Kayhan bu süreçte öyküler yazmayı da ihmal etmedi. İlk öykü kitabı Gamsız Ruhlar Arasında, Delidolu Yayınları tarafından basılan Sezen Kayhan ile öyküyü senaryo ile karşılaştırarak konuştuk.
Gamsız Ruhlar Arasında ilk öykü kitabınız. Bu kitapta farklı korkular, tedirginlikler bir arada işleniyor. Sizi yazmaya iten konular mı oldu yoksa imgeler mi?

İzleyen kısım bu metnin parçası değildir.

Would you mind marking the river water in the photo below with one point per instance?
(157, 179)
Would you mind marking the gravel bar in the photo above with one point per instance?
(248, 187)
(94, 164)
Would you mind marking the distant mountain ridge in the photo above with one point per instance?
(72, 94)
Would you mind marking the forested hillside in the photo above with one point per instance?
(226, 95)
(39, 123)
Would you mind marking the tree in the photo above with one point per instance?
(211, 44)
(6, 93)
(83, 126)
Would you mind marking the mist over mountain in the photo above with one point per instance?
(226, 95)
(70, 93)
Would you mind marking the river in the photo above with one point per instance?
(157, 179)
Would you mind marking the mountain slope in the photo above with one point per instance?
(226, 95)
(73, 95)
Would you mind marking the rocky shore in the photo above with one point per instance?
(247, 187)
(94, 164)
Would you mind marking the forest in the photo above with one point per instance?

Daha çok anılar oldu aslında. Yazdığım ilk öykü “Erik Zamanı”ydı. Eskiden dedem ve anneannemle birlikte yaşıyorduk. Dedemi ben ilkokuldayken kaybettik. İlk kez bana bu kadar yakın birinin ölümüne tanık olmuştum. Bir çocuğun ölümü anlamlandırması kolay olmuyor. Yıllar sonra (belki de bunu biraz daha sindirebilmek için) o öyküyü yazdım. Daha sonra başka anılardan yola çıktığım öyküler de oldu, başkalarının anılarından yola çıktığım öyküler de. Tabii ki kitaptaki tüm öyküler yaşanmışlıklara bağlı değil, ama çıkış noktam bu kolay anlamlandıramadığım anılardı diyebilirim.
“Yarım” adlı öykünüzde mevsimlik kadın işçinin gözünden bakıyorsunuz anlatıya. Bu öyküye benzer konuda bir kısa filminiz de var. Hangisinden yola çıktınız?
Öyküden yola çıktım. Önce öyküyü yazdım. İlk kısa filmim Erik Zamanı’nda da önce öyküyü yazmıştım, sonra filmi yapmıştık. Bir filmin yapım süreci kısa film de olsa uzun sürüyor. Öyküleştirmeyi görselleştirmenin de ön adımı gibi düşünüyorum. Önce kelimelerle görselleştiriyorum, sonra görsellerle farklı bir dile çeviriyormuşum gibi geliyor. Ama tabii iki film öykülerle aynı değil.
Edebiyatla sinema birbirini nasıl besliyor?
İkisi hikâye anlatıcılığının farklı türleri. Birinde kelimelerle, birinde görsellerle düşünüyorsunuz. Bu anlamda düşünme pratiği açısından aslında ikisi çok farklı. Ama sinemanın hikâye/olay odaklı geleneksel anlatı yapılarına baktığımızda ne kadar benzer olduklarını da görüyoruz.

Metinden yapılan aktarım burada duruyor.